The anecdotes of Seville

Borinsky was not surprised that Almeyda accepted Sevilla’s challenge. “I wanted to train in Spain and I had been there as a player,” says the biographer, who remembers an anecdote that the coach himself told him about his first days in the capital of Seville. «He came from winning the Libertadores and having played well in the Atlanta Games, even against Spain he stood out with a great play and a shot against the crossbar, it seemed like Maradona. On the day of the signing, Real Madrid and Sevilla were each in a room of the Monumental leadership. They paid River the same. The president said to him: ‘Are you sure what you are doing? But he had given the word to Sevilla and he kept it. That paints what he is. That season Madrid was champion and Sevilla was relegated,” says the journalist, who also tells another anecdote about the Argentine’s presentation: “He arrived without cleats and they lent him some extra ones, which were two sizes too big. He started playing little games with the ball and ended up throwing it into the tray above. “He was rustic,” he points out about that first day, which Almeyda himself told him in a way that already showed what would happen to him later in Nervión. «There were 12 thousand people, they believed that they had brought a Maradona or a scorerfor that play against Spain. At that moment I understood that it was not going to be what they were looking for. After the fourth game, they bitched me with those 12 thousand plus another 12 thousand plus another 12 thousand…», the now Sevilla coach told him.

D. Borinsky Archive

«He started with an experience that was going badly, it was going to be very hard. He loved River and he played it. It was a complicated championship in the second division, with teams like Rosario, Huracán, and Gimnasia, accustomed to being in the First Division. Furthermore, everyone wanted to beat River. He ended up becoming champion, the first two went up directly, but the third and fourth were in for a promotion. He put on his chest, got up at 3 in the morning, took pills… He cut his teeth forever and that’s why I was happy with how his career went later,” says Borinsky.who even asks for recognition for Almeyda: «I would love for him to return to the Monumental and get a plaque.

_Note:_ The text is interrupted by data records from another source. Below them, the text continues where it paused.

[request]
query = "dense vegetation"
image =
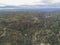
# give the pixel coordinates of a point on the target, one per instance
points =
(29, 28)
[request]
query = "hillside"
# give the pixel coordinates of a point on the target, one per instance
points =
(29, 27)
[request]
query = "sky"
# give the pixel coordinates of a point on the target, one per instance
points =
(27, 2)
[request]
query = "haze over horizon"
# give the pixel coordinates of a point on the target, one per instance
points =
(28, 2)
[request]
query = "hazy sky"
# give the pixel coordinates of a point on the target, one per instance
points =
(27, 2)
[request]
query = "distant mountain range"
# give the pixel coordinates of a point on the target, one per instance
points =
(55, 6)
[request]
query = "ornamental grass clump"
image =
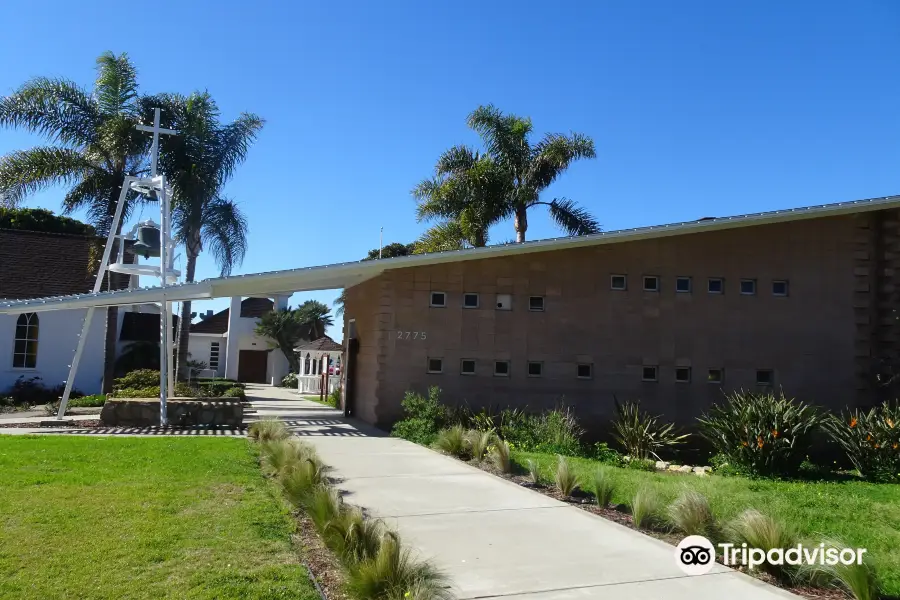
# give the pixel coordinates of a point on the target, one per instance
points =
(565, 479)
(478, 442)
(394, 574)
(871, 440)
(500, 457)
(641, 435)
(603, 486)
(762, 531)
(761, 433)
(646, 508)
(268, 430)
(857, 580)
(453, 441)
(691, 514)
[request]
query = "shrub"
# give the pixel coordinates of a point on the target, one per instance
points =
(761, 531)
(857, 580)
(643, 435)
(138, 379)
(646, 508)
(393, 574)
(603, 486)
(453, 441)
(761, 433)
(555, 431)
(603, 453)
(423, 417)
(565, 479)
(641, 464)
(478, 442)
(871, 440)
(691, 515)
(353, 537)
(500, 456)
(235, 393)
(268, 430)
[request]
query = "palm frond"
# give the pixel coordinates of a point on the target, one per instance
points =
(444, 236)
(116, 89)
(55, 108)
(573, 219)
(224, 232)
(25, 172)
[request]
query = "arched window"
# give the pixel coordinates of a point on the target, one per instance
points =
(25, 350)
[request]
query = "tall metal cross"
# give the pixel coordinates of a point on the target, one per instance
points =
(154, 148)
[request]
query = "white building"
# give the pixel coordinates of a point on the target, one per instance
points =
(228, 344)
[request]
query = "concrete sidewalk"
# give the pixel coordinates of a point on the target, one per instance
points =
(494, 538)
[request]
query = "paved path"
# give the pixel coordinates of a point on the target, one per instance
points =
(494, 538)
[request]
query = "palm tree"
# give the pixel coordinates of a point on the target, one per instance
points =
(468, 194)
(285, 328)
(197, 162)
(315, 318)
(531, 169)
(93, 146)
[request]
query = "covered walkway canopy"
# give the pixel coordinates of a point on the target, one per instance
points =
(346, 275)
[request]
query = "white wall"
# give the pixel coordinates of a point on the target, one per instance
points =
(199, 345)
(57, 337)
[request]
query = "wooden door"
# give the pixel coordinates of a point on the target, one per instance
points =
(253, 366)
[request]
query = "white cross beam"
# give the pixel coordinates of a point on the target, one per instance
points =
(154, 148)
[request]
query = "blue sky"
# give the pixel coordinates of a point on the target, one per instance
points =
(697, 108)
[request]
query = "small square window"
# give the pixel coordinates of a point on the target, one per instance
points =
(748, 287)
(585, 371)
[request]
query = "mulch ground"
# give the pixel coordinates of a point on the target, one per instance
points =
(619, 514)
(320, 561)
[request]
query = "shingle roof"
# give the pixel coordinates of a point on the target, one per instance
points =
(36, 264)
(218, 323)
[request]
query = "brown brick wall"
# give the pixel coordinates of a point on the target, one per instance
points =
(813, 339)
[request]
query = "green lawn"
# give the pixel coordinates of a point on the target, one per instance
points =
(141, 518)
(861, 514)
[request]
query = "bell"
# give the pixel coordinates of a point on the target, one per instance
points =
(147, 243)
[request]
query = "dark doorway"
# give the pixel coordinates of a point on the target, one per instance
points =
(253, 366)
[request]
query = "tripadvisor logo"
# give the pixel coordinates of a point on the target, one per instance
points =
(696, 555)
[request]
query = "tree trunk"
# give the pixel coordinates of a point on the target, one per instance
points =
(521, 222)
(184, 323)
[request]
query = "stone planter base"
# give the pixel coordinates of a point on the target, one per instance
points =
(142, 412)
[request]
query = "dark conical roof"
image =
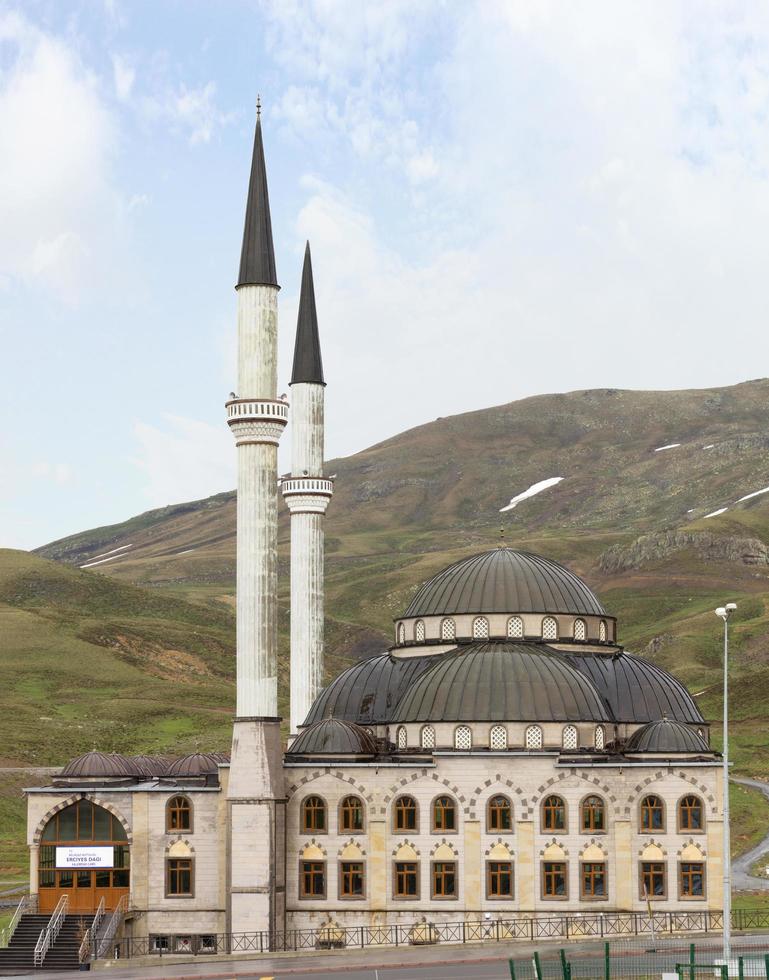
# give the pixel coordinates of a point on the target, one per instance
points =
(501, 681)
(666, 736)
(333, 737)
(308, 364)
(257, 256)
(504, 581)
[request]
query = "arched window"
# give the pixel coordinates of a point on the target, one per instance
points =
(500, 814)
(554, 814)
(444, 813)
(448, 629)
(480, 628)
(593, 814)
(533, 737)
(549, 628)
(600, 737)
(498, 737)
(314, 815)
(652, 814)
(515, 628)
(405, 814)
(570, 739)
(178, 814)
(691, 814)
(351, 813)
(463, 737)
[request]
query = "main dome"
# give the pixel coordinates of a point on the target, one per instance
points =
(504, 581)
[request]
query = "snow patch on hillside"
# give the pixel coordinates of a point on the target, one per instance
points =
(533, 490)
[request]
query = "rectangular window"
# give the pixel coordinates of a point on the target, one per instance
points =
(406, 883)
(444, 879)
(179, 876)
(351, 879)
(593, 880)
(653, 883)
(312, 879)
(692, 880)
(554, 879)
(499, 879)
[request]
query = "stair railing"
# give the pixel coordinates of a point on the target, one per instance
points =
(50, 933)
(7, 934)
(84, 953)
(118, 914)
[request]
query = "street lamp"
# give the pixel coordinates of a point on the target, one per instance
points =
(724, 612)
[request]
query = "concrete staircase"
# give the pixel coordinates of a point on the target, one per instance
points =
(18, 958)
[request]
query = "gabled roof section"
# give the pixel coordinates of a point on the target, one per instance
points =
(257, 256)
(308, 364)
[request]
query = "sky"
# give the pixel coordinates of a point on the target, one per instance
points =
(503, 198)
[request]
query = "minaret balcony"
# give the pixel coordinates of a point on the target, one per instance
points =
(255, 421)
(307, 494)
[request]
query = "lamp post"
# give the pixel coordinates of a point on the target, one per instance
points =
(724, 612)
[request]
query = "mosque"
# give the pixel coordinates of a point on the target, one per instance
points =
(505, 757)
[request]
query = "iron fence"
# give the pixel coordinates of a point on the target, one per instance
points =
(587, 926)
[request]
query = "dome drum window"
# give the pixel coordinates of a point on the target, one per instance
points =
(463, 738)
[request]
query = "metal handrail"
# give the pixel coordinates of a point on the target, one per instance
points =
(50, 933)
(112, 926)
(91, 933)
(6, 934)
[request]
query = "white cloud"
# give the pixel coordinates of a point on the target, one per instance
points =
(56, 140)
(185, 459)
(124, 76)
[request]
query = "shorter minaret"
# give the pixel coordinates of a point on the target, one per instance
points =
(307, 494)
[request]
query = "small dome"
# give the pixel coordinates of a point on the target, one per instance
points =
(501, 681)
(367, 692)
(332, 736)
(196, 764)
(666, 736)
(95, 764)
(504, 581)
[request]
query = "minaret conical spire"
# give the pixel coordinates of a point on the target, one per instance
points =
(308, 364)
(257, 256)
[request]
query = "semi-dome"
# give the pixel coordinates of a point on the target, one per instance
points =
(195, 764)
(504, 581)
(332, 736)
(94, 764)
(501, 681)
(666, 736)
(637, 690)
(367, 692)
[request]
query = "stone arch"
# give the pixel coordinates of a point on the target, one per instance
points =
(73, 798)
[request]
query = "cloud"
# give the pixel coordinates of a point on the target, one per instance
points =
(56, 143)
(185, 459)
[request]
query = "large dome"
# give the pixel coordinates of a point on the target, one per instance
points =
(504, 581)
(502, 681)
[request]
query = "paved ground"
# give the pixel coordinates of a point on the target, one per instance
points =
(741, 880)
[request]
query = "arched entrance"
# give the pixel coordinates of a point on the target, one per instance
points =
(84, 853)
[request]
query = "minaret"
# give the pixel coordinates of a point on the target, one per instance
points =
(255, 793)
(307, 494)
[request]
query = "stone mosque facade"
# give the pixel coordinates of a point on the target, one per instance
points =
(505, 757)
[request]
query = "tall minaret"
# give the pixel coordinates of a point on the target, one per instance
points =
(307, 494)
(255, 792)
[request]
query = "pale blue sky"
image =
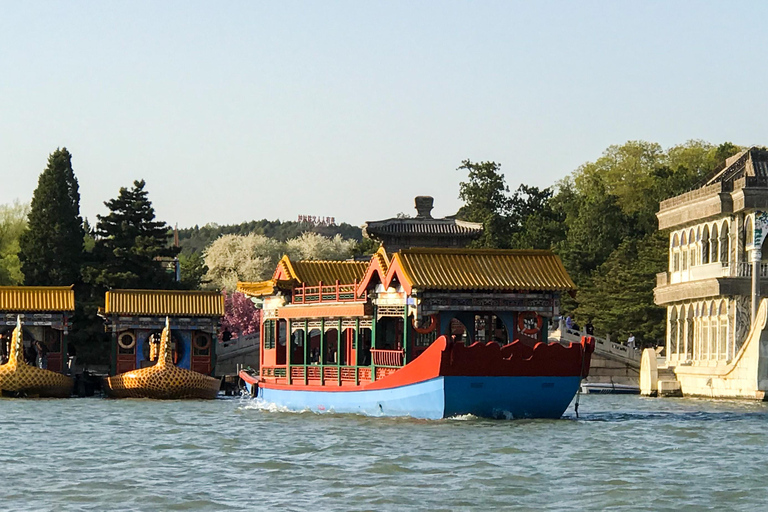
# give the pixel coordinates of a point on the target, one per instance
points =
(235, 111)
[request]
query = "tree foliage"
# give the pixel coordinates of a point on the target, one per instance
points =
(51, 250)
(131, 244)
(313, 246)
(486, 201)
(197, 238)
(240, 315)
(13, 222)
(234, 258)
(601, 220)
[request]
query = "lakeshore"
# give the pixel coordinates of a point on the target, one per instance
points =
(233, 454)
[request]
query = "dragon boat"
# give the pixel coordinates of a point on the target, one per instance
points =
(164, 380)
(17, 378)
(426, 332)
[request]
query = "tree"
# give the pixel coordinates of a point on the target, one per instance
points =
(312, 246)
(619, 300)
(486, 201)
(51, 250)
(13, 223)
(233, 258)
(193, 269)
(240, 315)
(131, 244)
(536, 221)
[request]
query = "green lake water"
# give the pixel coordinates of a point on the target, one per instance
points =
(623, 453)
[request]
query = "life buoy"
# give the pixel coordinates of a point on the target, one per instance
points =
(529, 323)
(206, 342)
(426, 330)
(127, 345)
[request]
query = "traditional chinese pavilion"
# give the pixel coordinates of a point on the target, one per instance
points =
(336, 323)
(45, 312)
(423, 230)
(136, 319)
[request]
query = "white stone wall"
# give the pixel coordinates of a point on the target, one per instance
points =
(703, 333)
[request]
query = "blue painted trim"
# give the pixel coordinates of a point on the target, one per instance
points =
(442, 397)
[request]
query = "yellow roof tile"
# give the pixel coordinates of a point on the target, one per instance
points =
(37, 298)
(313, 272)
(163, 303)
(483, 269)
(262, 288)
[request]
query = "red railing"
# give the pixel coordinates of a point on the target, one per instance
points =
(327, 293)
(348, 374)
(387, 357)
(330, 373)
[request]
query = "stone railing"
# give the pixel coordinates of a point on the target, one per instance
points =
(603, 346)
(709, 190)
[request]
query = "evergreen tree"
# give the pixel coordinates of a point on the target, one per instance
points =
(130, 244)
(51, 250)
(485, 200)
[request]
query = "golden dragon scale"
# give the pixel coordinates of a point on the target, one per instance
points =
(163, 380)
(19, 378)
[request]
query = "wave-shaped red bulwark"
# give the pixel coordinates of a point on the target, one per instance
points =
(445, 358)
(517, 358)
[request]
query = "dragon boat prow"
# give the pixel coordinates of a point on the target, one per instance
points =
(164, 380)
(17, 378)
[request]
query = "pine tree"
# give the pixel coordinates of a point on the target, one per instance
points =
(130, 244)
(486, 200)
(51, 249)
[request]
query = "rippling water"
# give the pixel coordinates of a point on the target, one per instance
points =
(625, 452)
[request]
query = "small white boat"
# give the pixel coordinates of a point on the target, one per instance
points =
(609, 388)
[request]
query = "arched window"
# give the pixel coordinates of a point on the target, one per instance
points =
(713, 333)
(673, 331)
(692, 251)
(675, 253)
(689, 335)
(724, 243)
(705, 350)
(723, 338)
(705, 245)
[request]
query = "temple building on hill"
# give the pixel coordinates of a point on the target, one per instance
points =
(714, 284)
(45, 312)
(422, 230)
(137, 317)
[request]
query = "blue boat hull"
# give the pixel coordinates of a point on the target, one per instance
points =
(441, 397)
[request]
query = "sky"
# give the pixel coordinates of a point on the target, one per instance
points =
(235, 111)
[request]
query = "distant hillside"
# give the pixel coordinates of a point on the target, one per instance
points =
(198, 238)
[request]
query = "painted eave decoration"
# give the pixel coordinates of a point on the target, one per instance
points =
(37, 298)
(264, 288)
(164, 303)
(479, 269)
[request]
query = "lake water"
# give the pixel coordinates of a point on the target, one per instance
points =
(624, 453)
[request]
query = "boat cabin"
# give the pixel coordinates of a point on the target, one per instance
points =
(45, 312)
(339, 323)
(136, 319)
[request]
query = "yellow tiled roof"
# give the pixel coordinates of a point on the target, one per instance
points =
(383, 258)
(163, 303)
(37, 298)
(262, 288)
(312, 272)
(483, 269)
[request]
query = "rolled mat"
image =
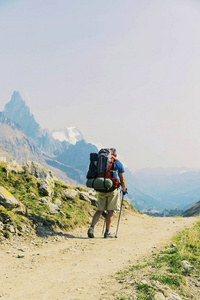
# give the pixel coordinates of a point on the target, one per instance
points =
(100, 184)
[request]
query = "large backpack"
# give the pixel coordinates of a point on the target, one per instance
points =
(102, 174)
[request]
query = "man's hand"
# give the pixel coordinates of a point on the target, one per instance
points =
(125, 192)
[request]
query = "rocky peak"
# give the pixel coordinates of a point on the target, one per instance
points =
(17, 111)
(69, 134)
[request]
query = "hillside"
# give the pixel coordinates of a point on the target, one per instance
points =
(71, 266)
(50, 204)
(194, 210)
(15, 142)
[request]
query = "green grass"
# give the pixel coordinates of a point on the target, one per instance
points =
(166, 266)
(25, 189)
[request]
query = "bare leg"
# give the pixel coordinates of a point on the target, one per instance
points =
(96, 217)
(109, 219)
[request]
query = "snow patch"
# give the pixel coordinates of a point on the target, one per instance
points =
(69, 134)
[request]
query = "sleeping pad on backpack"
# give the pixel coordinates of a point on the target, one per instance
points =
(100, 184)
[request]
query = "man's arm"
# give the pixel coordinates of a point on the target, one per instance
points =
(122, 181)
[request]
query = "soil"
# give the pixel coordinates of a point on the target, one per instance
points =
(72, 266)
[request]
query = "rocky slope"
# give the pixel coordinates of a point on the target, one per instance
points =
(194, 210)
(33, 199)
(17, 143)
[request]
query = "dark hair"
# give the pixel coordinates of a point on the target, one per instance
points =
(114, 151)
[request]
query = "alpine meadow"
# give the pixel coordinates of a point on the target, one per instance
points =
(99, 150)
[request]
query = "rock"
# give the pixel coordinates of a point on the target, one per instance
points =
(1, 226)
(173, 296)
(69, 194)
(58, 202)
(43, 175)
(84, 196)
(21, 209)
(14, 167)
(54, 209)
(46, 188)
(10, 228)
(186, 265)
(159, 296)
(45, 200)
(7, 199)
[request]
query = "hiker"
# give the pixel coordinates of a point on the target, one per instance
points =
(109, 201)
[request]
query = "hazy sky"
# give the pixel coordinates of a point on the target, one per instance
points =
(125, 72)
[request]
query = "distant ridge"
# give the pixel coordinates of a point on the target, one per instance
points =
(193, 211)
(17, 143)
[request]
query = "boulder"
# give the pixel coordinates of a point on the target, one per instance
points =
(7, 199)
(173, 296)
(45, 200)
(45, 176)
(187, 266)
(46, 188)
(10, 228)
(84, 196)
(159, 296)
(69, 194)
(21, 209)
(54, 209)
(58, 202)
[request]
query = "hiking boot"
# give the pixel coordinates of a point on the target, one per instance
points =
(104, 214)
(108, 235)
(91, 232)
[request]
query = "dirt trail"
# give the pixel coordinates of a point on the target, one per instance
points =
(82, 268)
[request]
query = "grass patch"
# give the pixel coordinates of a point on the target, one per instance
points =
(165, 268)
(25, 188)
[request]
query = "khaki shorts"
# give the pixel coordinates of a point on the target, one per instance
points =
(109, 201)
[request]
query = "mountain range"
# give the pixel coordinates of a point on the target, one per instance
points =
(67, 153)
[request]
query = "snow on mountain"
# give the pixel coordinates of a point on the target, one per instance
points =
(69, 134)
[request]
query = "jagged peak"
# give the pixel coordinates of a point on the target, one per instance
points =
(16, 97)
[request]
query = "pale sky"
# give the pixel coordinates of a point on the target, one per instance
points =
(126, 73)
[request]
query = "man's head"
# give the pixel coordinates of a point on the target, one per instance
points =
(114, 151)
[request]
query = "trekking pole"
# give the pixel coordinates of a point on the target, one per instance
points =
(119, 214)
(104, 220)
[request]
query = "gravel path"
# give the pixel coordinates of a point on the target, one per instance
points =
(77, 267)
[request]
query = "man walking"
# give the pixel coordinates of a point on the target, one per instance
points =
(109, 201)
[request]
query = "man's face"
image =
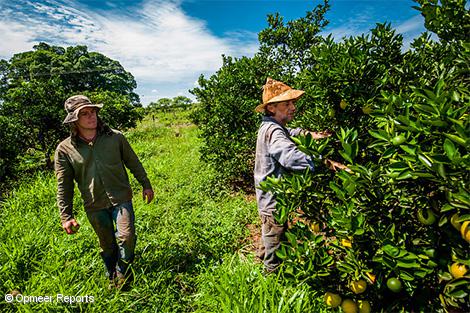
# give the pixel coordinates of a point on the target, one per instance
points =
(283, 111)
(87, 119)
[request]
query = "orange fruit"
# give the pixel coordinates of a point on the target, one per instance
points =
(315, 227)
(346, 243)
(358, 286)
(426, 216)
(458, 270)
(394, 284)
(332, 300)
(364, 306)
(371, 276)
(465, 230)
(454, 222)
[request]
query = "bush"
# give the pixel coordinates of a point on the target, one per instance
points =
(401, 125)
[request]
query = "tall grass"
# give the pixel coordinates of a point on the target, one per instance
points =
(188, 239)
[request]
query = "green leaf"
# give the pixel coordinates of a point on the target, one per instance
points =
(379, 135)
(391, 250)
(456, 139)
(406, 276)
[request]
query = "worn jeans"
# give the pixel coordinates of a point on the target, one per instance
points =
(116, 233)
(272, 234)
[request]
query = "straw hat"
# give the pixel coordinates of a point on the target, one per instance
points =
(276, 91)
(74, 104)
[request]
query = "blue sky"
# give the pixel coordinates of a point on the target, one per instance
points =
(167, 44)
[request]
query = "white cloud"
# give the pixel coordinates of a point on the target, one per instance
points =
(157, 42)
(15, 37)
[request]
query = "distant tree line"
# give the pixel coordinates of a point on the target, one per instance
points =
(33, 88)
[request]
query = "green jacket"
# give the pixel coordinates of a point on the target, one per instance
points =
(99, 168)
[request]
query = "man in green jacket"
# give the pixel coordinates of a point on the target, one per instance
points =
(95, 157)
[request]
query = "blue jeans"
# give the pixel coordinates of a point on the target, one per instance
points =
(116, 233)
(272, 234)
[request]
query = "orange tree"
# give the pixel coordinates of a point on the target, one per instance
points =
(394, 231)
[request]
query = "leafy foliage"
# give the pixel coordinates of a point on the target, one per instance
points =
(402, 127)
(35, 84)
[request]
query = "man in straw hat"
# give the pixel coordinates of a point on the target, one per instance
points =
(276, 153)
(95, 157)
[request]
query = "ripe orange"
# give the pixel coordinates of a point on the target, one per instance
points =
(349, 306)
(364, 306)
(315, 227)
(426, 216)
(394, 284)
(454, 222)
(465, 230)
(346, 243)
(458, 270)
(398, 140)
(358, 286)
(333, 300)
(371, 276)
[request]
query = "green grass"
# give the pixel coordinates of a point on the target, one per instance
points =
(188, 255)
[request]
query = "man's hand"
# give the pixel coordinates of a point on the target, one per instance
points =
(71, 226)
(147, 193)
(334, 166)
(320, 135)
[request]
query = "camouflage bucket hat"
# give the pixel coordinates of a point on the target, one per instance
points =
(74, 104)
(276, 91)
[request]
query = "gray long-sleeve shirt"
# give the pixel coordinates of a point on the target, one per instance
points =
(276, 153)
(99, 168)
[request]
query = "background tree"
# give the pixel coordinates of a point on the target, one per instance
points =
(35, 84)
(400, 120)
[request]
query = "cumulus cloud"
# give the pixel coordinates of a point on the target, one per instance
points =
(156, 41)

He promoted him through tears, but then he was marked as a Pasarella man – the president who placed him as a coach. After being promoted he decided to do without Cavenaghi and Chori, who were idols of the people. He didn’t finish that championship, they fired him and he never returned to River again. He deserves to come back and receive the applause of the people. “He risked it for River, it was either promotion or promotion, there was no alternative.”

Aiko Tanaka

Aiko Tanaka is a combat sports journalist and general sports reporter at Archysport. A former competitive judoka who represented Japan at the Asian Games, Aiko brings firsthand athletic experience to her coverage of judo, martial arts, and Olympic sports. Beyond combat sports, Aiko covers breaking sports news, major international events, and the stories that cut across disciplines — from doping scandals to governance issues to the business side of global sport. She is passionate about elevating the profile of underrepresented sports and athletes.